Bei der Kran­ken­haus­re­form darf man gespannt sein, ob die deut­sche Ärz­te­schaft ihre Stim­me lau­ter als bis­her gegen die Öko­no­mi­sie­rung im Kran­ken­haus erhebt und für eine bedarfs­ge­rech­te statt markt­ge­rech­te Ver­sor­gung kämpft. Bis­lang haben sich vie­le Ärz­tin­nen und Ärz­te lei­der all­zu bereit­wil­lig mit dem DRG-Sys­tem arran­giert statt wegen der skan­da­lö­sen wirt­schaft­li­chen Fehl­an­rei­ze und der Unfä­hig­keit für eine aus­rei­chen­de Per­so­nal­aus­stat­tung in Pfle­ge und the­ra­peu­ti­schen Berei­chen zu sor­gen und die Abschaf­fung der DRGs als Finan­zie­rungs­grund­la­ge der sta­tio­nä­ren Ver­sor­gung zu for­dern.

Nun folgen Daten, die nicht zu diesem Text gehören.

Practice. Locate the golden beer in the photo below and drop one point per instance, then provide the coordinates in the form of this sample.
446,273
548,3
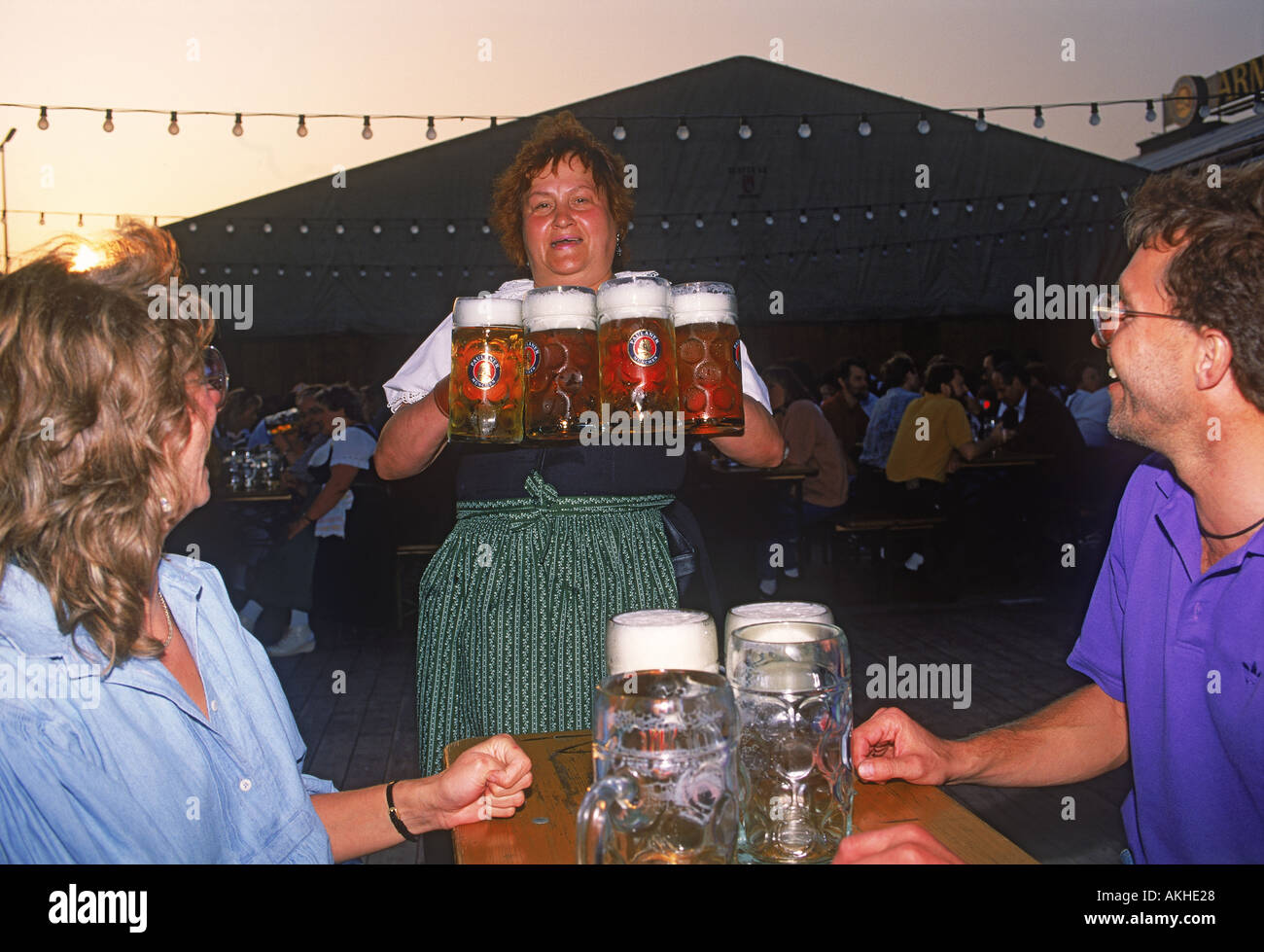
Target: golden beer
485,387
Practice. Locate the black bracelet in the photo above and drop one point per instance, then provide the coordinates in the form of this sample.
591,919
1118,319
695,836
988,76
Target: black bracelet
395,817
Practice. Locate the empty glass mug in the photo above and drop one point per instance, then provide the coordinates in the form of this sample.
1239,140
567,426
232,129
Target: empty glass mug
665,771
791,682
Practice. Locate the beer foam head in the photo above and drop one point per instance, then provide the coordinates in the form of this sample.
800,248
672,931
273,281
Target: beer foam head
703,302
661,639
487,312
636,296
557,307
779,612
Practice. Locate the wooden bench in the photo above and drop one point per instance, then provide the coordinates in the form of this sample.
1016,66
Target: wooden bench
884,526
409,559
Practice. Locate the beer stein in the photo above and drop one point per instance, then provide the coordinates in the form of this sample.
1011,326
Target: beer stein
560,361
708,358
661,637
665,771
484,395
755,612
791,682
637,346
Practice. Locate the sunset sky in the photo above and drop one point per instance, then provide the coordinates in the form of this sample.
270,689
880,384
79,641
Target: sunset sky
391,55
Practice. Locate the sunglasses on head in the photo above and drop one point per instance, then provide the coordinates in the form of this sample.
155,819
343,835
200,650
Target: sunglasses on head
1108,312
216,373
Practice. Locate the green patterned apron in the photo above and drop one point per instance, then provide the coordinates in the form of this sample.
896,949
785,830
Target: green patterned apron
510,635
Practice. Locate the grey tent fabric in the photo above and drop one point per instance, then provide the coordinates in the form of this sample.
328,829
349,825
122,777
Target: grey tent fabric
923,264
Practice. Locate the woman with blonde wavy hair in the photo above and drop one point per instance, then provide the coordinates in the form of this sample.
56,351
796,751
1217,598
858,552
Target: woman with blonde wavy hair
131,702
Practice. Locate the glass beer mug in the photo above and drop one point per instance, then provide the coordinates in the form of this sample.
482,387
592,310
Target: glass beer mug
637,346
792,687
484,395
560,361
665,771
708,358
661,637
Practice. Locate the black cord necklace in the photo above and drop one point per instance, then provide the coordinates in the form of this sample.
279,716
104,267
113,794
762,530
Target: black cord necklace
1230,535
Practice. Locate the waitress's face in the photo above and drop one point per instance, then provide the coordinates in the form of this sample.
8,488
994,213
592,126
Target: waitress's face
567,228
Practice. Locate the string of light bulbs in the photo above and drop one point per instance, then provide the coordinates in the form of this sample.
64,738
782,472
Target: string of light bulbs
745,126
416,226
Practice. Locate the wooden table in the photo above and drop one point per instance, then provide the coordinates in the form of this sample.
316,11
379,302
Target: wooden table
1000,458
544,829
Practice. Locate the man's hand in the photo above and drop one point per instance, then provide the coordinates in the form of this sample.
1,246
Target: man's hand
892,745
485,782
897,843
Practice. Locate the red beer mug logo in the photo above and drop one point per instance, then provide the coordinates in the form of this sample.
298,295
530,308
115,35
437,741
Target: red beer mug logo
708,358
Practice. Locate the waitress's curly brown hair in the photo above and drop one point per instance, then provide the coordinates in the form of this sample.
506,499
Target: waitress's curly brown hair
93,411
554,139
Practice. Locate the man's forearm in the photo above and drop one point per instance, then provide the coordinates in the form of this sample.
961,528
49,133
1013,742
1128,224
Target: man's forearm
1074,738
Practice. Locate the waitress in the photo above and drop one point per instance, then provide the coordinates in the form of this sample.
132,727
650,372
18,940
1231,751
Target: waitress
548,543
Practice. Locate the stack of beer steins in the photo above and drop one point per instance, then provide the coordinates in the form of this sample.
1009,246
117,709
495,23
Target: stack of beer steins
699,763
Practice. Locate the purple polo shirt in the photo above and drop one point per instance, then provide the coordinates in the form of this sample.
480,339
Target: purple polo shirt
1184,652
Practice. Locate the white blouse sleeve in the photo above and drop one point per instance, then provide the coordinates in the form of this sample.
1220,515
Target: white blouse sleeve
428,366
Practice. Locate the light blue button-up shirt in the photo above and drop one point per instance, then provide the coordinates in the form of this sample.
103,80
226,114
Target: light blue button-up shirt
126,767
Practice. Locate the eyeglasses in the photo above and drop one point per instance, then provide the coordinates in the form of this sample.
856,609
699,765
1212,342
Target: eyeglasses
216,373
1108,312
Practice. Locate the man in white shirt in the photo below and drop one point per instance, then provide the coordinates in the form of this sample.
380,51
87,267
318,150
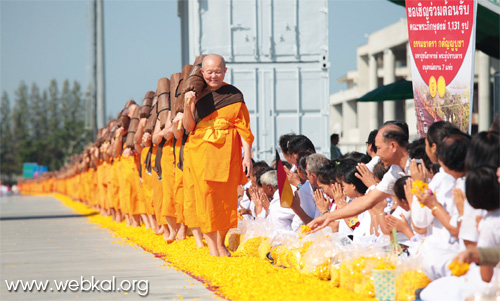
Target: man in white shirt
391,142
281,218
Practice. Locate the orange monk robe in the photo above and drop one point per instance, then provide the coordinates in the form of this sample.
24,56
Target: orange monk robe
157,195
109,185
178,186
103,184
147,184
91,188
189,206
214,149
129,188
85,187
108,179
139,207
80,185
100,193
123,191
115,197
168,179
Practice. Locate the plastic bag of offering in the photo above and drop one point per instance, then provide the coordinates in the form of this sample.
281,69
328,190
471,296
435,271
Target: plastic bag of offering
281,243
233,239
256,233
357,267
317,258
343,245
410,276
384,279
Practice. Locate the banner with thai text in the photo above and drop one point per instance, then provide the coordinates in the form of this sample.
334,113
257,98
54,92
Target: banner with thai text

Lei­der haben es unse­re Stan­des­ver­tre­ter mit ihrer ver­bockt kon­ser­va­ti­ven Poli­tik über die Jah­re geschafft, dass die Ver­tre­tung der Ärz­te­schaft poli­tisch nicht mehr sehr ernst genom­men wird. „Die Hun­de bel­len, aber die Kara­wa­ne zieht wei­ter“ – so lässt sich der poli­ti­sche Ein­fluss der Bun­des­ärz­te­kam­mer beschrei­ben. Ihre inner­ärzt­li­che Basis wird immer schwä­cher: Die Betei­li­gung bei den Kam­mer­wah­len liegt zwi­schen 30 und 40 Pro­zent. Die Mehr­heit der Ärz­te­schaft hat sich von ihren Funk­ti­ons­trä­gern abge­wandt. Auch der aktu­el­le Streit an der Spit­ze der Bun­des KV lässt vie­le Mit­glie­der nur noch kopf­schüt­telnd resi­gnie­ren.

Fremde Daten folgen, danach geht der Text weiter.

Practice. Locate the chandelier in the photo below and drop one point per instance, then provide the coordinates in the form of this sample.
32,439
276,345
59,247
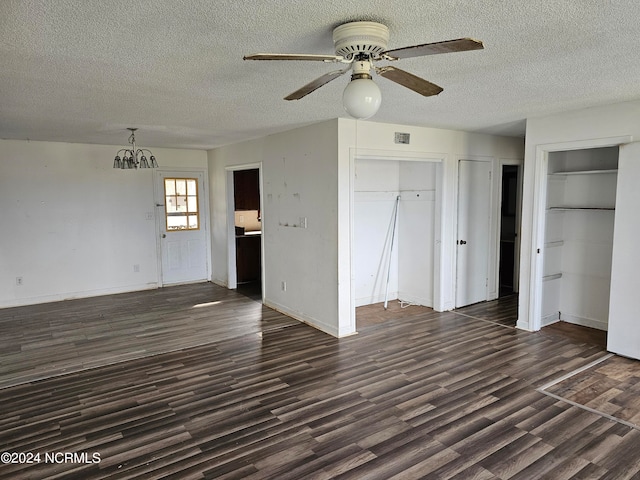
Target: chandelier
134,157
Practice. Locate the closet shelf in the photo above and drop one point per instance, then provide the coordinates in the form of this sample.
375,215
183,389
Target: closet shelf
554,276
557,243
586,172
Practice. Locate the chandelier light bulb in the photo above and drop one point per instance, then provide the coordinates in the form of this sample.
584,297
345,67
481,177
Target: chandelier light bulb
134,157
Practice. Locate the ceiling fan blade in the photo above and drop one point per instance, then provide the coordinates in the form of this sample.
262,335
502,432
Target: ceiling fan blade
294,56
448,46
406,79
315,84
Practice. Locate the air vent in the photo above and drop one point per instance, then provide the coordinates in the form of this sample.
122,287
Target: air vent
402,138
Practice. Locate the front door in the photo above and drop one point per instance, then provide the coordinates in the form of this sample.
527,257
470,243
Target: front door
182,227
472,249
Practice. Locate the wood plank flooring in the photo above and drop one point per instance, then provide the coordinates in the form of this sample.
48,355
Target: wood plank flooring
41,341
428,395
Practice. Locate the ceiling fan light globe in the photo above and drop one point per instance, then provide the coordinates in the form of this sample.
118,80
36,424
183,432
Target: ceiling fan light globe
362,98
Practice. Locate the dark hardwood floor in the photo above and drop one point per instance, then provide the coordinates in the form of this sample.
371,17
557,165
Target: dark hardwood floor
416,394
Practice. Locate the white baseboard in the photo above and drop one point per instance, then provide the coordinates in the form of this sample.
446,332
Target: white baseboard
584,321
313,322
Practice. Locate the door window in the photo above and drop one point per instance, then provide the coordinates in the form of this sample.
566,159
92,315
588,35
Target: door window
181,204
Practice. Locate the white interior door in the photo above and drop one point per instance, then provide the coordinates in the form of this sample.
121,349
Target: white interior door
472,249
182,227
623,335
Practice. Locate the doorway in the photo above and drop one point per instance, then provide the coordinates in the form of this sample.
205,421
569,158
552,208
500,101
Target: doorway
247,221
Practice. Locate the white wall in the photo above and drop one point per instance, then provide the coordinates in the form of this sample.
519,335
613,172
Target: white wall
588,128
376,140
410,266
72,225
300,180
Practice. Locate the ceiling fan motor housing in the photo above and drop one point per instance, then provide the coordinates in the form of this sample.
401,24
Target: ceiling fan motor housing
353,38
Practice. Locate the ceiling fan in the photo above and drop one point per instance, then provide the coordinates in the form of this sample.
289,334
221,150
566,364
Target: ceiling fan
360,45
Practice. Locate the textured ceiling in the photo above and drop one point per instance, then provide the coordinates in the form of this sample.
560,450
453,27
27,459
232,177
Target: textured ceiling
84,70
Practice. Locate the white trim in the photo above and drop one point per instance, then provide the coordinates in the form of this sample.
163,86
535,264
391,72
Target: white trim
59,297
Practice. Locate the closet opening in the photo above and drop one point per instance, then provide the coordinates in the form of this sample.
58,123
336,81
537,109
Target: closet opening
396,231
509,228
578,241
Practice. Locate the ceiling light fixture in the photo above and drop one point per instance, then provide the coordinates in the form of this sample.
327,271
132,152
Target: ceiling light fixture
134,157
361,97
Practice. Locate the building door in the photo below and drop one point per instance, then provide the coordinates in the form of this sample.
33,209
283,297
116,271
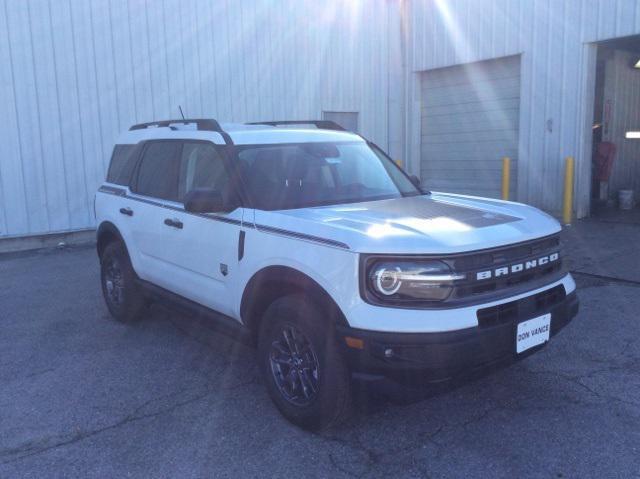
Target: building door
470,121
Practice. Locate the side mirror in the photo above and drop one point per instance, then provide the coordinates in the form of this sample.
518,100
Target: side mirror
204,200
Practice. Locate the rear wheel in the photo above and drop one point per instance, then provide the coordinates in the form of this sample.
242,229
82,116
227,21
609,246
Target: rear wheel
305,374
122,295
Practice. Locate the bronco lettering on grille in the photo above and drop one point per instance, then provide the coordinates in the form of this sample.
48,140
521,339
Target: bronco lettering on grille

Posi­tiv ist zu ver­mer­ken, dass die Ärz­te­ta­ge in Bezug auf die medi­zi­ni­sche Ver­sor­gung von Migran­ten und Flücht­lin­gen schon seit Jah­ren sehr weit­rei­chen­de und sinn­vol­le Vor­schlä­ge machen. Auch jetzt sind hilf­rei­che Ent­schlüs­se auf dem Ärz­te­tag zu erwar­ten.

Ins­ge­samt aber steht zu befürch­ten, dass der 118. Deut­sche Ärz­te­tag vom revo­lu­tio­nä­ren Geist der Pauls­kir­che auch in die­sem Jahr nicht inspi­riert wer­den wird. Die Zei­ten revo­lu­tio­nä­ren Auf­bruchs sind zu lan­ge vor­bei – beson­ders in der orga­ni­sier­ten Ärz­te­schaft.